Os ratos que receberam transplantes de crianças com características de alta exuberância exibiram um comportamento significativamente mais exploratório em comparação com aqueles que receberam transplantes de controle ou aqueles que receberam bactérias de crianças inibidas. Uma análise mais aprofundada do tecido cerebral revelou que ratos que receberam transplantes de crianças inibidas exibiram atividade reduzida nos neurônios que produzem dopamina – uma substância química cerebral associada à recompensa e à assunção de riscos.

“Este estudo mostra lindamente como o microbioma intestinal no início da vida pode ajudar a moldar tendências comportamentais”, observa Harriët Schellekens, da University College Cork. “Ao transferir a microbiota das crianças para os roedores, os investigadores criam uma rara ligação translacional entre os micróbios, o temperamento humano e a função cerebral.”

Advertências e direções futuras

Embora as descobertas sejam convincentes, os pesquisadores alertam contra o exagero da influência do microbioma intestinal. “No geral, os traços de temperamento dos adultos estão fortemente correlacionados com a genética”, explica Aatsinki. “No entanto, factores ambientais, incluindo potencialmente o microbioma, podem influenciar a variação de alguns comportamentos.”

Continua a ser uma questão em aberto se os micróbios intestinais são directamente responsáveis ​​pelas diferenças de comportamento observadas nas crianças, ou se as interacções com o ambiente – dieta, por exemplo – conduzem a diferentes comunidades microbianas e subsequentes mudanças comportamentais.

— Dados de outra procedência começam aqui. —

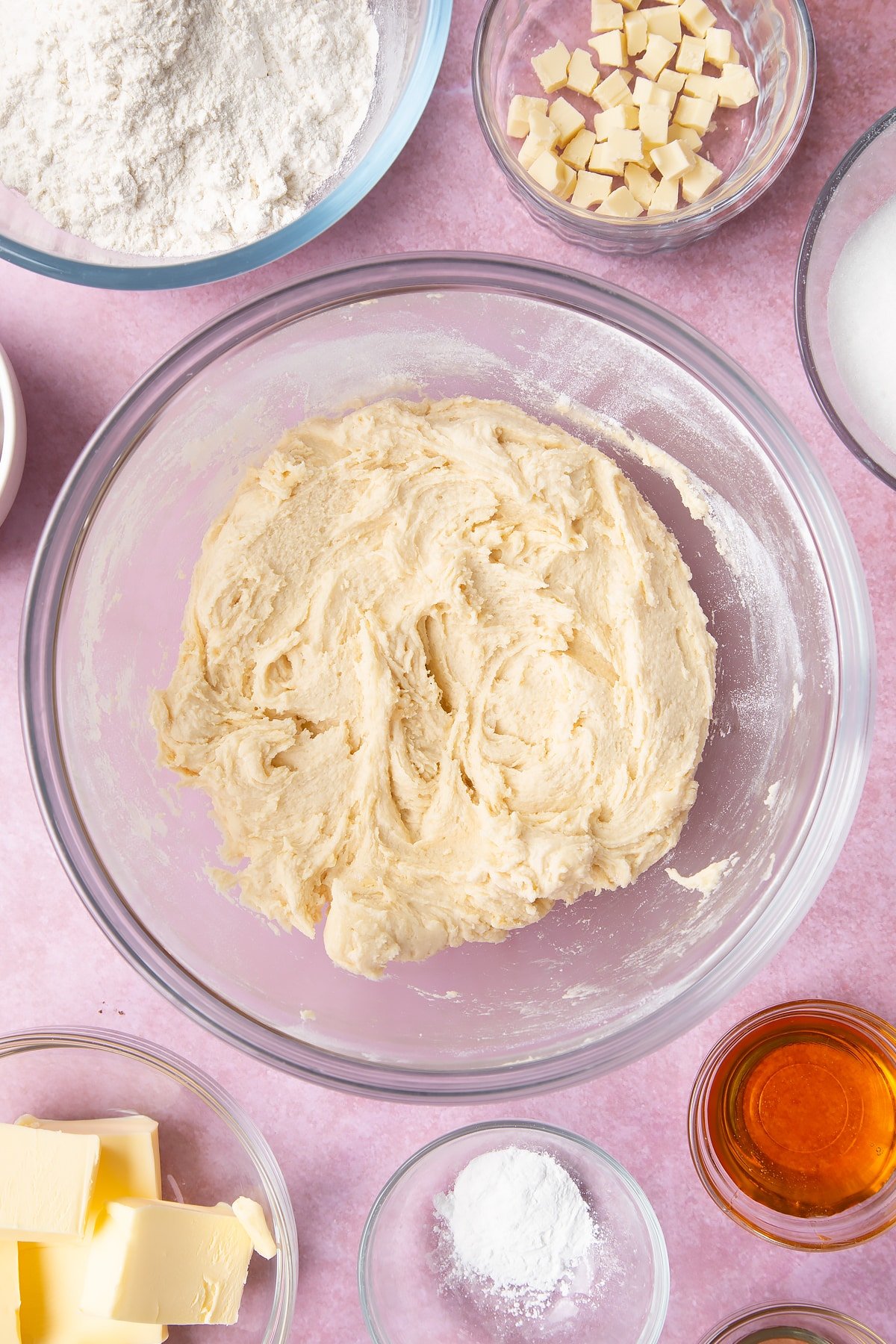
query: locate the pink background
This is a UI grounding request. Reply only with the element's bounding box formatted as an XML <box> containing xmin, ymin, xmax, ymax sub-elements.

Pesquisas futuras são necessárias para desvendar completamente essa interação complexa entre genes, meio ambiente e microbioma intestinal.

As descobertas apontam para uma rota intestino-cérebro que influencia a curiosidade, a recompensa e a motivação através do sistema de dopamina.

Em última análise, esta investigação destaca a importância emergente do microbioma intestinal no desenvolvimento da personalidade, abrindo novos caminhos para a compreensão de como nos tornamos quem somos.